The median monthly rent across Canada rose nearly 6 per cent last month to $1,747, according to the February National Rent Report from Rentals.ca and Bullpen Research & Consulting.
In Ontario, the median rent for January clocked in at $2,091, $1,000 higher than neighbouring provinces.
The average rent for a Toronto one-bedroom apartment rose slightly to $2,149, while the average rent for a two-bedroom apartment rose 1.7 per cent month-over-month to $2,620.
Of course, the further you go outside of the downtown core, prices begin to vary. In Thornhill, one-bedroom units go for $2,050 while in Vaughan, the same unit costs $2,042. In Oakville, rent for a one-bedroom sits at $1,999.
The leased condo market skews Toronto’s rental rates.

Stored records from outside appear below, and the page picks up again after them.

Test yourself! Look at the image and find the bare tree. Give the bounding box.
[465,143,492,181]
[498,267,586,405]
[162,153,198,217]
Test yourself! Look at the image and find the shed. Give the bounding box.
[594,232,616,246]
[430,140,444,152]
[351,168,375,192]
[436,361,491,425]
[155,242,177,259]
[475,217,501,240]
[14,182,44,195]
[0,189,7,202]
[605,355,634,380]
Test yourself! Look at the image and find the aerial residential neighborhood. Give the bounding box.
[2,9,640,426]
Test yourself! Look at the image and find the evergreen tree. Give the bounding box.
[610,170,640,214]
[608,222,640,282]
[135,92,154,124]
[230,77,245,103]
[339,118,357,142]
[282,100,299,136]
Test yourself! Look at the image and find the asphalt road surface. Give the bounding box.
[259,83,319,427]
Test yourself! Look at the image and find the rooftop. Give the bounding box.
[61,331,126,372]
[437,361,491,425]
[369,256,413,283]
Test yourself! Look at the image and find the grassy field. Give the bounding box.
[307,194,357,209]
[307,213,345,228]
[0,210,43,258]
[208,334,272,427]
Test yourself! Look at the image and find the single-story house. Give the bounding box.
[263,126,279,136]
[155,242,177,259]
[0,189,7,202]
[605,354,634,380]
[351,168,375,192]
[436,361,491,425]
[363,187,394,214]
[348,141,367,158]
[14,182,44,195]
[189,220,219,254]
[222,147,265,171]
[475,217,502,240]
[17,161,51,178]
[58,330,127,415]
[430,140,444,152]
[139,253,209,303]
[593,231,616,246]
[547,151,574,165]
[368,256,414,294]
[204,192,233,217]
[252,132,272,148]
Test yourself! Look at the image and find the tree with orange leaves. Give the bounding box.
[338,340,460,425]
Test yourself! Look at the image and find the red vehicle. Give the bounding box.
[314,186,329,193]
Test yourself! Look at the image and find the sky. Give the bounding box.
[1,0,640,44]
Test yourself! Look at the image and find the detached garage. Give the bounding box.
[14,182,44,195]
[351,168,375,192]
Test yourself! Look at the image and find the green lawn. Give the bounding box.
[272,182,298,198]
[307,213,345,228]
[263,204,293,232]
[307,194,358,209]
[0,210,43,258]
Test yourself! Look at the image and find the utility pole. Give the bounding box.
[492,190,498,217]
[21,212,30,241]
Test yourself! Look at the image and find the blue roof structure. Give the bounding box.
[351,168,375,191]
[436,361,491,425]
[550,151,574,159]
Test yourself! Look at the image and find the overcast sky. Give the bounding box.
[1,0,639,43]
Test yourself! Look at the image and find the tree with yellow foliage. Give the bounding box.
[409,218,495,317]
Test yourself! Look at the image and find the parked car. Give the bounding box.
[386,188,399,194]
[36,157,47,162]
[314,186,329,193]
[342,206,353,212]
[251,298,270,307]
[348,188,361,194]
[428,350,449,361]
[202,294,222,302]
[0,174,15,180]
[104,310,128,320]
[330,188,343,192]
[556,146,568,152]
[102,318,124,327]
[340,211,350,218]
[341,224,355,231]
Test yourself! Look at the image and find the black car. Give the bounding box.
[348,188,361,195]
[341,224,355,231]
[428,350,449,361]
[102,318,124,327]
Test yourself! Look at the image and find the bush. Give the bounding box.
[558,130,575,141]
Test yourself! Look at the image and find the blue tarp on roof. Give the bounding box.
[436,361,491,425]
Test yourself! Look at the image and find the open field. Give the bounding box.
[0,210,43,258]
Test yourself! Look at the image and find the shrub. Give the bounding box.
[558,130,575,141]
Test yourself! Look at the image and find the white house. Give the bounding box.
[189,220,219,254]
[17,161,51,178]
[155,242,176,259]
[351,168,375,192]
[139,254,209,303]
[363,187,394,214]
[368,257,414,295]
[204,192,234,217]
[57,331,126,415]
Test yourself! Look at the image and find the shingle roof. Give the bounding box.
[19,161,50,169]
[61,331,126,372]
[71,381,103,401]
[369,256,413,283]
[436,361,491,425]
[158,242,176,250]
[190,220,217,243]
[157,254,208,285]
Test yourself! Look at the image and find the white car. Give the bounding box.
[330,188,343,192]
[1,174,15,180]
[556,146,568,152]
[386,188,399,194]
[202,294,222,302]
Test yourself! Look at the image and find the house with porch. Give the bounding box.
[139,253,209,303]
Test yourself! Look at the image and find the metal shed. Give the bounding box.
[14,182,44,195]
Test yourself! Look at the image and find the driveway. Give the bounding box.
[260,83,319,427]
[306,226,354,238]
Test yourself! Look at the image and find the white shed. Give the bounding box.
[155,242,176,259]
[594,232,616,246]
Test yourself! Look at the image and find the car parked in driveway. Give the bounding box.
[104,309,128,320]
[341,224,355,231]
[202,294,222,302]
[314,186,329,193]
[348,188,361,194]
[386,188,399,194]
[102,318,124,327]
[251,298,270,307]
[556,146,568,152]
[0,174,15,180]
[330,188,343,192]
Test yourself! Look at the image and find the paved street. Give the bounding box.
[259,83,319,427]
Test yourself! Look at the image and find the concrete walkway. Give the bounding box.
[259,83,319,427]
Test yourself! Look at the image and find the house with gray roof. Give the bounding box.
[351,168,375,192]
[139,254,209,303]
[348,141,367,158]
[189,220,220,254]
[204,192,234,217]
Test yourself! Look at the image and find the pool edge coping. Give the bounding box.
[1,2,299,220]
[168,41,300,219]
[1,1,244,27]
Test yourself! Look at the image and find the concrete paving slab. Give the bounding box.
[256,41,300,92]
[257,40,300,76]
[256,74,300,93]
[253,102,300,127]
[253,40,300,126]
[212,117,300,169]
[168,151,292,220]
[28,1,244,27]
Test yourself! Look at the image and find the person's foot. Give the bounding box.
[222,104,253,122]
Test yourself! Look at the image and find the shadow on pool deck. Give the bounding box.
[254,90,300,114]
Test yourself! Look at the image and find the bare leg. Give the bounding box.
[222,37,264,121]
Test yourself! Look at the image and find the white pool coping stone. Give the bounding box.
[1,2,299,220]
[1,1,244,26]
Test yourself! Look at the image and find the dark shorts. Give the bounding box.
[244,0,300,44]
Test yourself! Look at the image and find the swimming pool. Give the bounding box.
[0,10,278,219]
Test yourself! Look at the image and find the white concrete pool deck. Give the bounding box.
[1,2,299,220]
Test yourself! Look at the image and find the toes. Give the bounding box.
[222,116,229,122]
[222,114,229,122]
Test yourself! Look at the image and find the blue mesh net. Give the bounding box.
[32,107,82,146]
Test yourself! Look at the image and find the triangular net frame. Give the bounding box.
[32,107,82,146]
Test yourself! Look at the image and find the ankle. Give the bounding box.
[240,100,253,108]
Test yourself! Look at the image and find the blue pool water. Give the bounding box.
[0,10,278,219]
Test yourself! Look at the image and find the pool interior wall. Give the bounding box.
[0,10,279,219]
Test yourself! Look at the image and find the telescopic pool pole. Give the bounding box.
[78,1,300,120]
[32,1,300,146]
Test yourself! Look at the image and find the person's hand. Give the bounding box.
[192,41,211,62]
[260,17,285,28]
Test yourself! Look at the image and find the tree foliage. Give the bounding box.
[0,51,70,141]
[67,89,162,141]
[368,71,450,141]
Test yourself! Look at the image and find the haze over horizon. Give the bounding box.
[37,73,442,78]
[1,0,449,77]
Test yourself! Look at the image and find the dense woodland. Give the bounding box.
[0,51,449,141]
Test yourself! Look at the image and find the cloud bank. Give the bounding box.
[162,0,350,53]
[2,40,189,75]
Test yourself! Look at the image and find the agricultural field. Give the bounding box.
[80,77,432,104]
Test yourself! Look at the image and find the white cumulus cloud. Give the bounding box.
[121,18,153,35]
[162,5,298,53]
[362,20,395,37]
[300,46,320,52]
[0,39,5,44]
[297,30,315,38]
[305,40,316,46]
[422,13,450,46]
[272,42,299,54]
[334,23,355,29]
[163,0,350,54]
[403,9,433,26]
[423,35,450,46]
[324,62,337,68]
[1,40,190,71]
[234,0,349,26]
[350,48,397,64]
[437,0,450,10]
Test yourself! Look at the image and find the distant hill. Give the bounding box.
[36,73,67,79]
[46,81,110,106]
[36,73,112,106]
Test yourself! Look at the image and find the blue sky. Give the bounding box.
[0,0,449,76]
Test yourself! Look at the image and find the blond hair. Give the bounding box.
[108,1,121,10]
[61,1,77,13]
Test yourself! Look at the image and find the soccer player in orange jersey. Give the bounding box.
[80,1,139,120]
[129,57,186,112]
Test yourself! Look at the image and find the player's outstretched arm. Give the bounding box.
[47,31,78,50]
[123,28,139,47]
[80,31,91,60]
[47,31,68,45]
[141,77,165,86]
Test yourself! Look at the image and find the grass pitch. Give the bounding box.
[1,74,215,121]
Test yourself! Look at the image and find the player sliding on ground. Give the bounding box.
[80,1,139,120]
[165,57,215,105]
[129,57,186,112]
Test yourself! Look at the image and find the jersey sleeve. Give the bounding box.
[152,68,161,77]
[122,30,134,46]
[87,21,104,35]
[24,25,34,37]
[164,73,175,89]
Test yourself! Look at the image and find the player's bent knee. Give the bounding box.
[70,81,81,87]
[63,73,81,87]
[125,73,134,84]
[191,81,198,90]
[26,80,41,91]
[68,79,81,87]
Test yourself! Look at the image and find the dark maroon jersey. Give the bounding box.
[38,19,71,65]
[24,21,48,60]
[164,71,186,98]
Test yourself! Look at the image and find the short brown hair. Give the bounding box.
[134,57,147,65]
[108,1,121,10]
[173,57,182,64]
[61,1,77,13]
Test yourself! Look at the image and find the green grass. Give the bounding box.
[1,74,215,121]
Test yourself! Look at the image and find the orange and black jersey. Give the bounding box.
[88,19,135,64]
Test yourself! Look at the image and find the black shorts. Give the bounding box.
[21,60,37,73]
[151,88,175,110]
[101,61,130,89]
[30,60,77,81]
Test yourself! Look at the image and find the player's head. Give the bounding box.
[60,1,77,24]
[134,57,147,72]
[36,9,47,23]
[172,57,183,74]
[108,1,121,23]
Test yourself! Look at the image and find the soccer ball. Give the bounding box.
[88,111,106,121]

Looking exclusively at rental apartments, Vancouver is the priciest municipality. Apartment rentals in Vancouver average $2,000 a month.
The report also found condos are typically more expensive to rent compared to houses across Canada. This is because condos tend to be located in higher-priced markets like Toronto.
Across Canada, monthly rent for a two-bedroom condominium apartment is $2,693. Single and semi-detached homes average $2,561 monthly.
“With rising rents across the country, it is important when searching for a rental home to give yourself plenty of time to score a good deal — Rentals.ca recommends starting your rental search three months in advance,” said Matt Danison, CEO of Rentals.ca. “A lot of people begin the process too late, and unless they get lucky they might be forced to go with something either out of their budget or in an undesirable location.”
The monthly cost of a one-bedroom unit across Canada is 16 per cent higher than a studio apartment. A two-bedroom unit is 17 per cent more expensive and a three-bedroom apartment is 19 per cent more monthly.
On a price-per-square-foot basis, tenants tend to pay less for more space. For a one-bedroom unit, tenants pay 40 cents less per square foot than they would pay on a studio apartment. A two-bedroom costs 32 cents less per square foot compared to a one-bedroom per month.
“The resale housing markets in several major cities in western Canada have slumped over the last six months, however, rental rates continue to increase in many of those municipalities,” said Ben Myers, president of Bullpen Research & Consulting. Even in Newfoundland — the least expensive rental market — the median rental rate rose 1.5 per cent to $843 per month.
Despite an influx in apartment developments, Rentals.ca says rent may continue to rise across the country if credit availability remains scarce and the stress test continues to prevent first-time homebuyers from entering the market.